Re: [ovirt-users] ovirt-ha-agent cpu usage

26 Apr 2017

      On Wed, Apr 26, 2017 at 1:28 PM, Simone Tiraboschi <stirabos@redhat.com>
wrote:
...
On Wed, Apr 26, 2017 at 12:52 PM, Nir Soffer <nsoffer@redhat.com> wrote:
...
On Wed, Apr 26, 2017 at 11:36 AM Gianluca Cecchi <
gianluca.cecchi@gmail.com> wrote:
...
On Tue, Apr 25, 2017 at 11:28 PM, Nir Soffer <nsoffer@redhat.com> wrote:
...
Hi Gianluca,
You can run this on the host:
$ python -c "import yaml; print 'CLoader:', hasattr(yaml, 'CLoader')"
CLoader: True
If you get "CLoader: False", you have some packaging issue, CLoader
is available on all supported platforms.
Nir
...
Thanks,
Gianluca
It seems ok.
[root@ovirt01 ovirt-hosted-engine-ha]#  python -c "import yaml; print
'CLoader:', hasattr(yaml, 'CLoader')"
CLoader: True
[root@ovirt01 ovirt-hosted-engine-ha]#
Anyway see here a sample of the spikes that it cntinues to have.. from
15% to 55% many times
https://drive.google.com/file/d/0BwoPbcrMv8mvMy1xVUE3YzI2YVE
/view?usp=sharing
There are two issues in this video:
- Memory leak, ovirt-ha-agent is using 1g of memory. It is very unlikely
that it needs so much memory.
- Unusual cpu usage - but not the kind of usage related to yaml parsing.

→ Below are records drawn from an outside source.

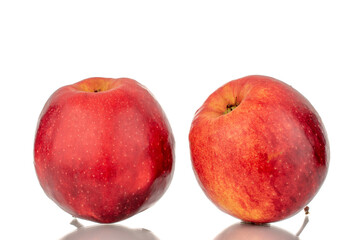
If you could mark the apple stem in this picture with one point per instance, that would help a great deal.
(76, 223)
(306, 221)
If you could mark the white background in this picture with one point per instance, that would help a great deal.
(182, 51)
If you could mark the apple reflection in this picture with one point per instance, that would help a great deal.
(246, 231)
(109, 232)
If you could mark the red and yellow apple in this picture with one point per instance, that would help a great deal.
(259, 149)
(104, 149)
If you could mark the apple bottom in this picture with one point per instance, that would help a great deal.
(260, 202)
(106, 202)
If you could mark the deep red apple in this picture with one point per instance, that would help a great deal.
(259, 149)
(104, 149)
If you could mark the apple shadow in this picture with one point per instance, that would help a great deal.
(248, 231)
(109, 232)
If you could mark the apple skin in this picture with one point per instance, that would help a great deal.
(104, 149)
(266, 159)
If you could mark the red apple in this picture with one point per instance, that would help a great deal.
(104, 149)
(259, 149)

I would open two bugs for this. We have seen the first issue few month
ago, and
we did nothing about it so the memory leak was not fixed.

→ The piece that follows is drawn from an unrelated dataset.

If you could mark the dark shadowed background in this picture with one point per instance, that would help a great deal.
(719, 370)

To understand the unusual cpu usage, we need to integrate yappi into
ovirt-ha-agent,
and do some profiling to understand where cpu time is spent.

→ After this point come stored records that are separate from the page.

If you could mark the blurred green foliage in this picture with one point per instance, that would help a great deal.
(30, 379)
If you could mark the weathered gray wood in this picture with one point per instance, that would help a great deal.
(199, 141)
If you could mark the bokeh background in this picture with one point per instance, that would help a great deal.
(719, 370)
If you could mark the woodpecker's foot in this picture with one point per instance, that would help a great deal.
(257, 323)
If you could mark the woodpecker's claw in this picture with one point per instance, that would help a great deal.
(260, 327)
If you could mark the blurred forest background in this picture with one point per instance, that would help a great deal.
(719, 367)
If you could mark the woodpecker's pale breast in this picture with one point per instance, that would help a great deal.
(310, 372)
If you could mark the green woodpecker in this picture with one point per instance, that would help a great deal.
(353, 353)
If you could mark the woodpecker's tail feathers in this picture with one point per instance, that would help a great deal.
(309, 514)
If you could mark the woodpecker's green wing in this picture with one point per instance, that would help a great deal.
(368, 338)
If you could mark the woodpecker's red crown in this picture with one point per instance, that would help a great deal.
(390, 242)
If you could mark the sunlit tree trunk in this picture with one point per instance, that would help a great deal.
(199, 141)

Simone, can you do something based on these patches?
https://gerrit.ovirt.org/#/q/topic:generic-profiler
I hope to get these patches merged soon.
Absolutely at this point.
On 4.1.1, the 96% of the cpu time of ovirt-ha-agent is still spent in
connect() in /usr/lib/python2.7/site-packages/vdsm/jsonrpcvdscli.py
and the 95.98% is in Schema.__init__
in /usr/lib/python2.7/site-packages/vdsm/api/vdsmapi.py

So it's still the parsing of the api yaml schema.
On master we already merged a patch to reuse an existing connection if
available and this should mitigate/resolve the issue:
https://gerrit.ovirt.org/73757/

It's still not that clear why we are facing this kind of performance
regression.
...
Nir
...
...
The host is an Intel NUC6i5 with 32Gb of ram. There are the engine, an
F25 guest and a C7 desktop VMs running, without doing almost anything.
Gianluca